All of a sudden, the two close servants he brought over from the Xia Mansion left,
Just when I clearly understood in my heart that I was unable to keep them today, my heart ached again inexplicably.
It's been a long, long time, I haven't felt this way,
It seems that it was when the incident with Mei'er happened, and when he helped his wife take care of the servant for the first time, I felt heartbroken.
Later, I became numb, not to say that I really became generous, but helpless, and numb to the boring day after day,

I didn't expect that I could experience such a feeling today.
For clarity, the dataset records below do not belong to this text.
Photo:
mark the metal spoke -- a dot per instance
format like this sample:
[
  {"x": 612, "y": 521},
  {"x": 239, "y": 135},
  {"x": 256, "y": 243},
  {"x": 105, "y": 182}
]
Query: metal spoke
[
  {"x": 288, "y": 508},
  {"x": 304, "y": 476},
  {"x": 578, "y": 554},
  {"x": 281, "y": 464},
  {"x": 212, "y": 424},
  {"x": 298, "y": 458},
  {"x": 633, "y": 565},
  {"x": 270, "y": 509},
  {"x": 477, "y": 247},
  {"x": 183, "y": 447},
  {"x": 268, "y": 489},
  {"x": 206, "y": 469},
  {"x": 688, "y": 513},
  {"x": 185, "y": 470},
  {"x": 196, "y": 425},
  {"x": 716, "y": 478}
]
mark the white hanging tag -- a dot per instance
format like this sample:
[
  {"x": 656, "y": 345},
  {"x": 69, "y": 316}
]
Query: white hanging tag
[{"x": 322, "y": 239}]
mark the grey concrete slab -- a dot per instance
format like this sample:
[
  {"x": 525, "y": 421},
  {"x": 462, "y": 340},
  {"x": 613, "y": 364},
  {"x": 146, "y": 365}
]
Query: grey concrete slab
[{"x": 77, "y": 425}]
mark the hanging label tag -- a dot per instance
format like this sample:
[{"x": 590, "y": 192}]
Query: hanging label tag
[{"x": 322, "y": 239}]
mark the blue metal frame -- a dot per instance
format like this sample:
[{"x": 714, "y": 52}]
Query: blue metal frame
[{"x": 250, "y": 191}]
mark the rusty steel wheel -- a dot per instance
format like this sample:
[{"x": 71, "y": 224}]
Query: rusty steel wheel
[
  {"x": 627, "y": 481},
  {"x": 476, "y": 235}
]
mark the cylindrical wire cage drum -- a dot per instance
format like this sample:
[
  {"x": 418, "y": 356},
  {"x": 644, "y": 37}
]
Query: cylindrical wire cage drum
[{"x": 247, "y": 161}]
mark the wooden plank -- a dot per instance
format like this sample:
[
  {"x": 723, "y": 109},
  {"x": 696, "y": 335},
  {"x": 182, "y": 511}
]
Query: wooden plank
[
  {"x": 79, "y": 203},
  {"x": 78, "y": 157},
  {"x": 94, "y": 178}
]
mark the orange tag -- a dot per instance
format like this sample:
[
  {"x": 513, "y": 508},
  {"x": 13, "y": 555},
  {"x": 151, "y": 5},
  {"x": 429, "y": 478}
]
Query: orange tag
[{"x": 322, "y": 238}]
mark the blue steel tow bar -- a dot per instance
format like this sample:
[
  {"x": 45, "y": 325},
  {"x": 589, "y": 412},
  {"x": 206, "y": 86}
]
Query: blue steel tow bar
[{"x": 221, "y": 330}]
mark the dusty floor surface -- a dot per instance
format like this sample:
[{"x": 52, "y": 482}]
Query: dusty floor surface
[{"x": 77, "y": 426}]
"Father, what's wrong with you?"

Seeing that her father's expression was not very good, and he hurried back to the room directly from the hall, the difference was not so big as usual, so Cheng Shi stayed by the side worriedly and did not leave.

"Shi'er, good boy, I'm fine"

Hearing her child's worry, Xia Hongting forced the corners of her mouth to open,
How can I have something to do, I just leave when I leave, they are all heartless, it is better to leave early, so as not to upset myself,

Moreover, my child seems to still care about the little prince, this is what I should worry about,
I am afraid that the little prince will never come to the mansion again in the future, unless he comes to say goodbye, otherwise it will be impossible to even meet him, right?

However, how can the man here take the initiative to talk about kissing,
I don't want my child to look so lowly,
It's better to let Shi'er forget it earlier, or betroth him to a better family as soon as possible. Anyway, he and the little prince have only met twice, and it should be just a good impression at most.

But what he didn't know was that Cheng Shi had another thought in his heart at this time,
Although seeing the little prince only caring about Yi'er, he felt very appreciative, but he was also impressed by her, because the seriousness with which she protected Yi'er's father was touching.

It is a kind of love, love for the house and the crow, love for Brother Yi, so he also cares for his father so meticulously,

Brother Yi's father, although he didn't see him very much, he still knew something about him.

My father didn't like him, even tortured him, I knew it, but my father said that it was a grievance between the two of them, children don't interrupt, I didn't ask,
Because of my father's orders, I have never been able to disobey them.

What's more, this is a grievance between adults.